第9章 想いの方向
ユナside
私は暗闇にいる。
(寒い・・・寒くて、寂しい)
(・・・悲しい・・・怖い)
そう不安になっていると、体があたたかいものに包まれる。
(あったかい・・・優しい・・・)
その感覚が優しくて、涙が出る。
いつまでも、こうしていたい・・・。
私は暗闇から抜け出して、優しい感触に包まれる。
気がつくと、私は自分のベッドにいた。
ベッドの端には、椅子に座って眠っているリヴァイの姿があった。
リヴァイは、私の手をぎゅっと、しっかり握りしめていた。
それを見た私は、リヴァイの手をきゅっと握り返した。
「!」
リヴァイはバッと体を起こし、私を見た。
「気がついたか、ユナ!」
私が頷くと、安堵したようだった。
「少し水を飲め。

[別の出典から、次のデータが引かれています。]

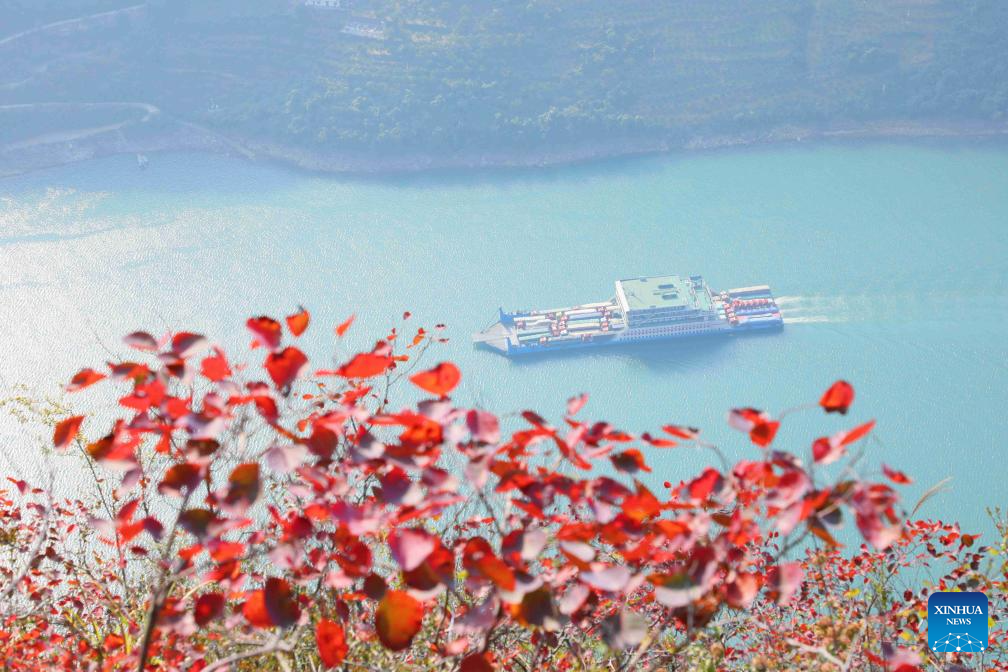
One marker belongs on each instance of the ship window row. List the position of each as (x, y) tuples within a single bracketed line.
[(649, 333), (671, 320)]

全然水分をとっていないぞ。」
と、私に水差しを近づける。
その後も、おでこのタオルを冷やしてくれたりと、リヴァイは動いてくれた。
どうやら私は、危険な状態で倒れていたのをリヴァイに見つけてもらったようで、丸2日も目を覚まさなかったらしい。
『本当に、心配かけてごめんなさい。』
ベッドに起きれるようになった私は、リヴァイに言った。
「・・・本当にな。」
『・・・怒ってる?』
「いや・・・。」
『嘘、怒ってるじゃん!』
「本当だ。怒ってねぇ。ただ、死ぬ程心配した・・・」
リヴァイは俯いて、顔を両手で覆う。
『・・・ごめんね、リヴァイ。でも、また私を見つけてくれて、助けてくれて、ありがとう。』
「あぁ、俺が何度でもお前を見つけてやるさ。」
そう言って、私はリヴァイに引き寄せられて、優しく抱きしめられた。
(あったかい・・・リヴァイの体温・・・)
私は、ゆっくりと手をリヴァイの背中に回した。
しばらくそうしていると、
「・・・まだ休め。無理すると長引くぞ。」
と体を私から引き離した。
また体をベッドに横にして、私はリヴァイのぬくもりを名残惜しく感じていた。
『まだ、ここにいてね。』
ちょっとだけ甘えて言ってみる。
「・・・あぁ、お前が眠るまで一緒にいる。」
と、私の手を握ってくれるリヴァイ。
私は安心して、まぶたを閉じることができた。